What happened

Shares of Jumia Technologies (JMIA -2.67%) were tumbling today after the African e-commerce company got attacked by a short-seller. Jumia shares, which had surged since its initial public offering (IPO) a few weeks ago, closed down 18.8% on the news.

So what

Well-known short-seller Citron Research, headed by Andrew Left, called Jumia an "obvious fraud" in a screed of a report published today, saying that it's the worst such scam the company has seen in 18 years.

A motorbike driver delivering a Jumia package.

Image source: Jumia.

Citron claims that Jumia filed to go public because its two largest investors, MTN and Rocket Internet, wanted an exit, and it fudged its numbers in order to win interest from American investors. Citron says it got access to a confidential investor report from October 2018 and that the numbers Jumia presented in its F-1 prospectus in March 2019 are materially different from what it showed to investors last October. In particular, the company inflated its active customers and merchants numbers by 20%-30%, according to Citron. Finally, Citron said that Jumia declined to say in the F-1 that 41% of orders were returned, not delivered, or cancelled in 2018.

Nigerian news sources have also questioned Jumia's fundamentals, according to Citron. 

Now what 

Citron's claims deserve to be taken seriously, but the company has been wrong before. In 2017, the company recommended shorting Shopify, the fast-growing Canadian e-commerce software company, but the stock has doubled since then. Citron came out again last month in a new report against Shopify. 

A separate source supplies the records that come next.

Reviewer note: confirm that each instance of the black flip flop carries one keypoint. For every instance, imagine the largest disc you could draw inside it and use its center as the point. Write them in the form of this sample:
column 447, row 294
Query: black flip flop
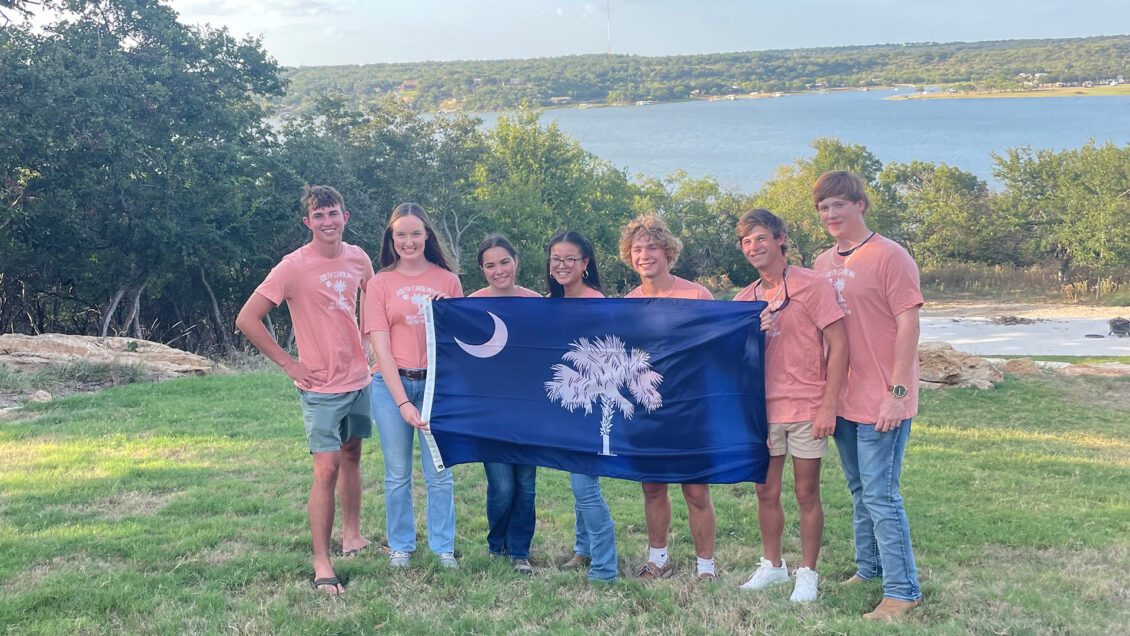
column 327, row 582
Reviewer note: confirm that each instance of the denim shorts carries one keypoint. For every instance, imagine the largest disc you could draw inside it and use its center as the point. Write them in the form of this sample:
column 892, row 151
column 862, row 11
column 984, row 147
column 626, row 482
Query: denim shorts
column 335, row 418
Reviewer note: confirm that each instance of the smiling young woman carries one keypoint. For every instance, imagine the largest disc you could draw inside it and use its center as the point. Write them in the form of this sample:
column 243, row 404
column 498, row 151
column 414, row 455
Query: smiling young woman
column 414, row 268
column 511, row 488
column 571, row 272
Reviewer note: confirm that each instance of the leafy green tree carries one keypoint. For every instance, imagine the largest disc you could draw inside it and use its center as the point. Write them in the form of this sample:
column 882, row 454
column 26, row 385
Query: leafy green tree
column 948, row 215
column 535, row 181
column 703, row 217
column 789, row 194
column 387, row 154
column 1075, row 202
column 136, row 136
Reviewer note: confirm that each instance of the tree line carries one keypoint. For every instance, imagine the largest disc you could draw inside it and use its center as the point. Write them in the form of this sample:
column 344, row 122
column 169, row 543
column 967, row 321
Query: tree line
column 145, row 194
column 496, row 85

Some of the short-seller's criticisms of Jumia resemble those of Shopify, as Citron argued that Shopify had its sales force pump up numbers with what essentially amounted to shell accounts. It made a similar claim about Jumia's sales force, Jforce Consultants. Furthermore, growth in active customers or even a high order cancellation rate is not necessarily a sign of fraud.

Expect Jumia to respond to the report, which could reassure investors and help the stock recover some of today's losses.

Whether or not Citron's charges are true, Jumia deserves to be treated with caution. The stock is trading at a price-to-sales ratio of 24, even after today's slide, and is deeply unprofitable with a loss of $195.2 million on revenue of $149.6 million last year.

Considering the stock is still nearly double its $14.50 IPO price, shares could fall further.